The plot follows Zora Bennett (Scarlett Johansson), a hardened extraction expert hired to lead a covert mission to Ile Saint-Hubert, a dinosaur-infested island where three colossal prehistoric species may hold DNA capable of curing heart disease. Alongside her is Duncan Kincaid (Mahershala Ali), a weary ex-soldier turned boat captain, and Dr. Henry Loomis (Jonathan Bailey), a paleontologist eager to witness dinosaurs in their natural habitat. Their mission collides with a stranded civilian family--Reuben Delgado (Manuel Garcia-Rulfo) and his two daughters—who become unwilling players in a survival game amid the ruins of a forgotten InGen facility.

It all unfolds with professional polish. The action is slick, the dinosaurs look terrifying, and the atmosphere carries the dense humidity and danger of a proper lost world. The production team clearly put in the work: filming on 35mm lends the film a visual texture that recalls the original "Jurassic Park" (1993), and the practical sets in Thailand and Malta are deeply immersive. From a technical standpoint, this is one of the most impressive entries in the series.
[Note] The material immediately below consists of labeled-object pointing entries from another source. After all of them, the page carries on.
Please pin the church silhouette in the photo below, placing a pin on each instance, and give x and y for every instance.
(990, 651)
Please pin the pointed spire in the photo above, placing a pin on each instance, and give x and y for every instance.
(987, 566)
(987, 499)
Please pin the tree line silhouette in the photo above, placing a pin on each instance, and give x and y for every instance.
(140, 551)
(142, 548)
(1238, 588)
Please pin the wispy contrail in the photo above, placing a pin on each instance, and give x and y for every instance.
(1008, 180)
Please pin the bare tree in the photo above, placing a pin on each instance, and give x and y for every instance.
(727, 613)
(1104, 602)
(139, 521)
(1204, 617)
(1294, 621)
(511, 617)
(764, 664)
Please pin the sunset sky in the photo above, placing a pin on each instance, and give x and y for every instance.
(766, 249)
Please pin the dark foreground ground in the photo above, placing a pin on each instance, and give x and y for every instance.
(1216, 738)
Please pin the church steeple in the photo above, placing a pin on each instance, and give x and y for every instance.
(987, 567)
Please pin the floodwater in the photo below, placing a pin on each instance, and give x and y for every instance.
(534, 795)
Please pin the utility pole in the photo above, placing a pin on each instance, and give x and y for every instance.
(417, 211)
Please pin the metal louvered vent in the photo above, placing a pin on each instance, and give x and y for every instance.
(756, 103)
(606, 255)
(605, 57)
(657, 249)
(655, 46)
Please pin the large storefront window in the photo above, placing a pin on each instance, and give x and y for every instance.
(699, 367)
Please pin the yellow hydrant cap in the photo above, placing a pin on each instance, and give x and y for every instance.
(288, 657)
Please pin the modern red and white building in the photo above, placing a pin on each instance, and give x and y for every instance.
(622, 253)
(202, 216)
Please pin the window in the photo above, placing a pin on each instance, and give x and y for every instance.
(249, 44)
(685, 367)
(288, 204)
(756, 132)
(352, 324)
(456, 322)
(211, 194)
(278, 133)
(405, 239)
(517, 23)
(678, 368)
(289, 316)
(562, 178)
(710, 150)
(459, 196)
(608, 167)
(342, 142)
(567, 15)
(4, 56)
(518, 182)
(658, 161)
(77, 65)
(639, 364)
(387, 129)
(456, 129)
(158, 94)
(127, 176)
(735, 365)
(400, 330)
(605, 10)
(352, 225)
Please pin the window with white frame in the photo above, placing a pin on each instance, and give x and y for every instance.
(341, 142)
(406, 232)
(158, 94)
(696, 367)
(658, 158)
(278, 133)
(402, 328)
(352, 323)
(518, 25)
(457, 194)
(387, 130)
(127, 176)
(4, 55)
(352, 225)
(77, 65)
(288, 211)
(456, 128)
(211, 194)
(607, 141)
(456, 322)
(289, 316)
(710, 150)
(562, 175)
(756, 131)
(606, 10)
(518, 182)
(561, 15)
But once the monsters roar and the chase begins, the patterns become all too familiar. The plot beats feel engineered: a sudden attack, a noble sacrifice, a revelation that changes little, and a finale that checks the necessary boxes. Even the scares, though well timed, arrive on cue. There's no real sense of danger when the outcome feels preordained.

Jurassic World: Rebirth Official Site
Mosasaurus in Jurassic World: Rebirth (Courtesy of Universal Studios)

The characters, while capably performed, remain confined to familiar types. Zora is the tough-but-wounded leader with a buried past. Duncan, though quietly compelling, mostly provides calm presence and steady navigation. Loomis brings a sense of wonder and conscience, but is often there to explain the science. Reuben and his daughters supply the emotional thread, though their arc feels rushed, wedged between the film's many narrow escapes.

There are glimmers of personality and creativity. The visuals often dazzle, and some set pieces—especially involving the Mosasaurus and Titanosaurus—offer genuine spectacle. Still, the film never shakes the feeling of being more procedural than adventurous. The script hints at deeper themes like exploitation, extinction, and legacy, but these threads are quickly dropped in favor of action.

In the end, "Jurassic World: Rebirth" is a handsomely crafted echo. It brings a few new faces, several impressive sequences, and enough dinosaur chaos to satisfy casual viewers. But for a film that aims to mark a new era, it never truly breaks new ground.

"Jurassic World: Rebirth" opens in theaters on Wednesday, July 2, 2025.